Palestinian May Push for Deadline to End Occupation

By Rick Gladstone, NY Times, Aug. 30, 2014

UNITED NATIONS—President Mahmoud Abbas of the Palestinian Authority may use the global stage of the annual General Assembly here in a few weeks to publicly demand a date for ending Israel’s occupation, according to his ambassador, while expecting that the Israelis—and almost certainly their American allies—will oppose that demand.

“He wants the international community to agree on a date,” the ambassador, Riyad H. Mansour, said. Mr. Mansour called the demand part of what he described as a new strategy by Mr. Abbas to unilaterally advance the goal of Palestinian independence and a two-state solution to the Israeli-Palestinian conflict after a litany of frustrations, notably the collapse of American-brokered talks with Israel this year.

Mr. Abbas also is apparently hoping that the Palestinian Authority’s role in helping to halt the 50-day war in Gaza between Israeli forces and Hamas militants, achieved last Tuesday with an Egyptian brokered cease-fire agreement, has infused his position with new vitality and leverage.

If Mr. Abbas is denied an occupation end date, the ambassador said, Mr. Abbas will use the Palestine observer state status at the United Nations, an upgrade won nearly two years ago over Israeli and American objections, to make the occupied territories even more like the independent state he has sought.

The most coercive measure available to him is to make Palestine a member of the International Criminal Court, opening the way for possible prosecutions of Israeli actions as an occupying power.

Mr. Abbas has repeatedly hinted he would use that leverage, a prospect that has worried both Israel and the United States, Israel’s most important ally. Yet it also raises the possibility that Hamas, the dominant militant group in Gaza that Israel and much of the West regard as a terrorist organization, could also be vulnerable to prosecution. Though some Hamas officials have voiced support for joining the court, such a prospect could still create tensions with Mr. Abbas’s faction in the Palestinian leadership.

Mr. Abbas and his aides hinted at his revised strategy in recent days, even before the Gaza war was halted with the cease-fire agreement negotiated in Cairo. Mr. Mansour spoke more at length about it on Thursday in a briefing with a small group of reporters at the United Nations.

“We want a date for the end of occupation—that’s the new idea,” the ambassador said. Mr. Abbas, he said, “also knows that the Americans will not be receptive to this idea—it would be great if they are—but he is not going to give up on this idea and he’s said that ‘if not, then you will be forcing me to seek other options.’”

The ambassador said that Palestine could function like an independent state in many ways, “through joining all these agencies, through joining all these treaties, through joining all these conventions and conferences, and also seeking everything that is available to us on the legal front, including the I.C.C.”
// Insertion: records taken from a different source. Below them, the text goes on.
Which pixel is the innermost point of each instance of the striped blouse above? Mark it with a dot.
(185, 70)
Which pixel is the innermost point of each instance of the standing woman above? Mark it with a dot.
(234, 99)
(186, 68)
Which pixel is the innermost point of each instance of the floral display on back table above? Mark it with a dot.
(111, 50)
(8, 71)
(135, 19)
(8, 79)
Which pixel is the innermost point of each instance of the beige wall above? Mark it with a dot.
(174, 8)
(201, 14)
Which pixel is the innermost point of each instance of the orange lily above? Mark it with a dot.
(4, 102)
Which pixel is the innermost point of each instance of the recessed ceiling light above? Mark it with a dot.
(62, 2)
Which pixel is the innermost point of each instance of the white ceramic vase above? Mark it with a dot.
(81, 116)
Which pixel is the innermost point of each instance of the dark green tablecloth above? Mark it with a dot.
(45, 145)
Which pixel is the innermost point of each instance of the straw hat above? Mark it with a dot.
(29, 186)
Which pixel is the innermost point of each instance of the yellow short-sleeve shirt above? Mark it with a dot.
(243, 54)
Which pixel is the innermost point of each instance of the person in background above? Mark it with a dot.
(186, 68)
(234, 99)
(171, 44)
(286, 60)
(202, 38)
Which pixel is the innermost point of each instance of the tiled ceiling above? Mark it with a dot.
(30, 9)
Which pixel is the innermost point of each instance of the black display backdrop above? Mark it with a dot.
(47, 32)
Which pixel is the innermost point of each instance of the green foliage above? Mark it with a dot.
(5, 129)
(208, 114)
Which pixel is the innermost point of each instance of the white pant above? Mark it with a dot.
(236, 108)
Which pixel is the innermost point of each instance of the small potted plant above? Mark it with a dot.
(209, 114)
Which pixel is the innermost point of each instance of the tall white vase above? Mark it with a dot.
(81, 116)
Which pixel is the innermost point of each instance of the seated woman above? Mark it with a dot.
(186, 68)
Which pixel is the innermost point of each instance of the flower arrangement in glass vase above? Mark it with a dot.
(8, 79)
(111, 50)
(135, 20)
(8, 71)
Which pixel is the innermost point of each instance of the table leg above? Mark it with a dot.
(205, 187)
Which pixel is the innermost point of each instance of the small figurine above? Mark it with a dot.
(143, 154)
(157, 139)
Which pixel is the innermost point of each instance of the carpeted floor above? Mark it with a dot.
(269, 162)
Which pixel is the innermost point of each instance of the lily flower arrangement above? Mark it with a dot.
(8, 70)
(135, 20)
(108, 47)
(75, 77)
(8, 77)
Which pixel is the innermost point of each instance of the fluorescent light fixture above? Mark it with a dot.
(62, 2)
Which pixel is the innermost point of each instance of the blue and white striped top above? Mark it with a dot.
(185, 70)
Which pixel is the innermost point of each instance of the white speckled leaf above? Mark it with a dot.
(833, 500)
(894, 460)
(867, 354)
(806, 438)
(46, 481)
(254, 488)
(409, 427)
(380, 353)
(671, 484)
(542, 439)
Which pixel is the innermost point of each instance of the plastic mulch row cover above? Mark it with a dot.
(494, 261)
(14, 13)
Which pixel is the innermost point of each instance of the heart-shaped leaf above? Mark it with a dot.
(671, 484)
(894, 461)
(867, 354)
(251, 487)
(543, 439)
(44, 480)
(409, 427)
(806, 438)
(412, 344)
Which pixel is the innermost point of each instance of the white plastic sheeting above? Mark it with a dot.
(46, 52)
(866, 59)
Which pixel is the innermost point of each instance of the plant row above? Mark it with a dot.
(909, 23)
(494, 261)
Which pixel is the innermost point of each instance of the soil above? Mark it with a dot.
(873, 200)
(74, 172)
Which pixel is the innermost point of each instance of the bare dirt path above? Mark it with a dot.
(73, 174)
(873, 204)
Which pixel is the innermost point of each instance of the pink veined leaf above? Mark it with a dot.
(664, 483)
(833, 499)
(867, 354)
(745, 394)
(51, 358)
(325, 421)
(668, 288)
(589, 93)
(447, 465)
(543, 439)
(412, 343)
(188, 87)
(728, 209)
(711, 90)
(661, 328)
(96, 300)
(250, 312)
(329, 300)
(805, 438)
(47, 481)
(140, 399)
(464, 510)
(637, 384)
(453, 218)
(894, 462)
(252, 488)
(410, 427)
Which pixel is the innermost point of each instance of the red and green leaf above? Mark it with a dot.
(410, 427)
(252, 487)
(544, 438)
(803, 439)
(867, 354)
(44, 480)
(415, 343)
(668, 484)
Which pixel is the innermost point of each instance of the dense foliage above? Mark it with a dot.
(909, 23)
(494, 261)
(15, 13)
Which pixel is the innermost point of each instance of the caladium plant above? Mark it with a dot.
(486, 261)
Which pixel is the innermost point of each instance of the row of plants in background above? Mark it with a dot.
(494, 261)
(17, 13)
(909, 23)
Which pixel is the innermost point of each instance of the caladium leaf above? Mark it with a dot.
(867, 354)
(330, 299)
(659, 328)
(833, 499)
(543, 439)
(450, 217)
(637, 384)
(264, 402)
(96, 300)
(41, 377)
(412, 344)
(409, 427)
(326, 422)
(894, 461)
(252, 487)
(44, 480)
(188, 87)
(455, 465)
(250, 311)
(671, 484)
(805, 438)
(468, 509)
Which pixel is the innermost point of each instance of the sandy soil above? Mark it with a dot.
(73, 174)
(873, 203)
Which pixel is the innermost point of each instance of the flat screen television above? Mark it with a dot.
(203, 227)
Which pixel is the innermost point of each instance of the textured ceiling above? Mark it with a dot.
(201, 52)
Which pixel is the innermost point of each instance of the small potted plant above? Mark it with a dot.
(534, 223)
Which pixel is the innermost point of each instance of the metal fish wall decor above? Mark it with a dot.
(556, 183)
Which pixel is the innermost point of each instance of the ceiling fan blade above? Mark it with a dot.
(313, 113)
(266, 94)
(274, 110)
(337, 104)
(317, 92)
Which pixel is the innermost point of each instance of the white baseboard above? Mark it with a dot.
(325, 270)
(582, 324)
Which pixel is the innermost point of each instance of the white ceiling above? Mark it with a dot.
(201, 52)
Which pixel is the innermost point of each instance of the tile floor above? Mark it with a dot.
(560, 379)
The result, the ambassador said, is that “if you are refusing to acknowledge the fact as is, I am going to let this fact start creeping on you more and more until you wake up one moment and accept the reality.”

Israeli officials have historically opposed any unilateral attempt by Mr. Abbas to achieve Palestinian statehood. Prime Minister Benjamin Netanyahu of Israel last week denied official Palestinian news agency reports that he and Mr. Abbas had agreed on the establishment of a Palestinian state based on 1967 borders.

Speaking about Gaza, Mr. Mansour asserted that Israel had made significant concessions in the negotiations in Cairo that halted the conflict, notably dropping a demand for disarmament of the coastal enclave as a condition for the cease-fire. Precisely how the cease-fire is to be monitored and enforced is one of many issues to be addressed in further talks.

Mr. Mansour said the United Nations Security Council, where discussions over the Gaza conflict have been overshadowed by the crises in Ukraine, Syria and elsewhere, should urgently adopt a resolution that strengthens the cease-fire agreement.

“It is in the business of international peace and security, and it has been engaged with this issue for 50 days, and yet it dragged its feet longer than it should have and it should have adopted a resolution a long time ago,” Mr. Mansour said.